The table on page 8 of the September issue shows which sectors private equity dollars have been flowing to in recent years. With the lone exception of 2004, health care services sectors captured the majority of PE dollars committed in any given year. The same holds true for deal volume, as well; the health care services segment accounts for the majority of transactions announced in each year except for 2002. One reason for the disparity between PE interest in services over technology may lie in the fact that certain sectors, such as Hospitals and Long-Term Care, have real estate assets that can be separated from the business operations of an acquired company and subsequently leveraged to finance the original deal (think HCA, think Manor Care). In both the technology and services segments, individual assets or discrete units can naturally be sold off to the same end.
The chart on page 9 of this month's issue tabulates the kinds of companies PE buyers targeted in terms of their status as publicly traded or privately held. The clear trend to emerge from the chart is that, with the exception of 2003, the majority of private equity dollars were focused on recapitalizing and privatizing publicly traded corporations. So far, shareholders have been willing to oblige these buyers as long as they could get their 20% acquisition premium. The top portion of the chart divides private targets into those sold by other PE firms and those sold by strategic sellers. While the strategic sellers in this cohort have tended to account for the majority of deal volume in any given year, since 2004 it is PE “flippers” who have dominated in terms of dollar volume.

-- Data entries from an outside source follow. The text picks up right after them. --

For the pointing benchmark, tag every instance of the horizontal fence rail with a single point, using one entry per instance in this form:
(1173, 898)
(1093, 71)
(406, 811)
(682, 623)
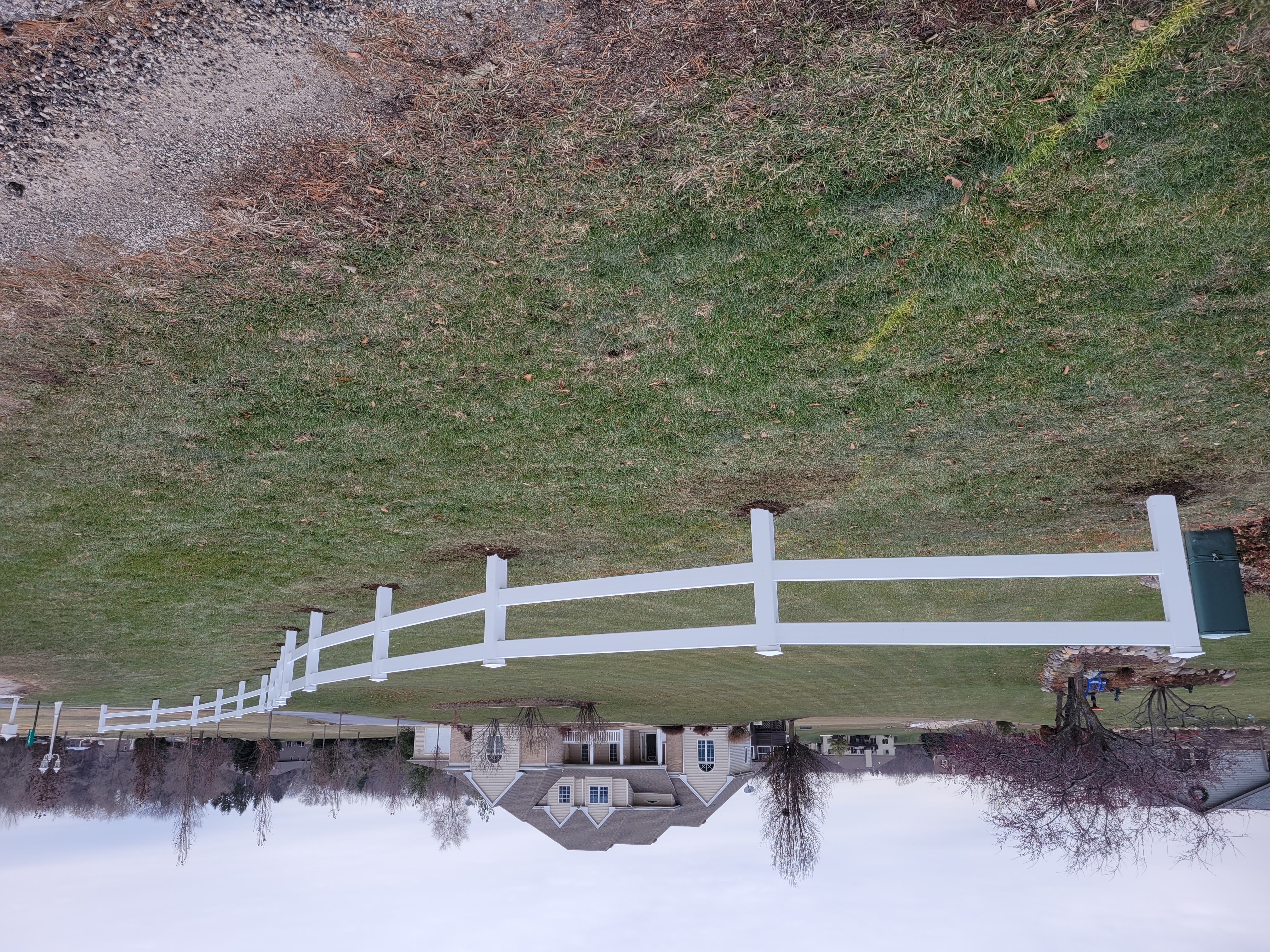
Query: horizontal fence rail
(766, 635)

Private equity deals may have had a psychological impact on the M&A market because they tend to be large, splashy and well-covered in the media, often with attempts to conjure the robber barons of old. But such anecdotal accounts appear neither to jibe with the figures nor to recognize the strong fundamentals in private equity, as detailed in our July and August 2007 issues. As we see it, private equity will continue to access the merger and acquisition market as a means of discovering and unleashing untapped value in companies.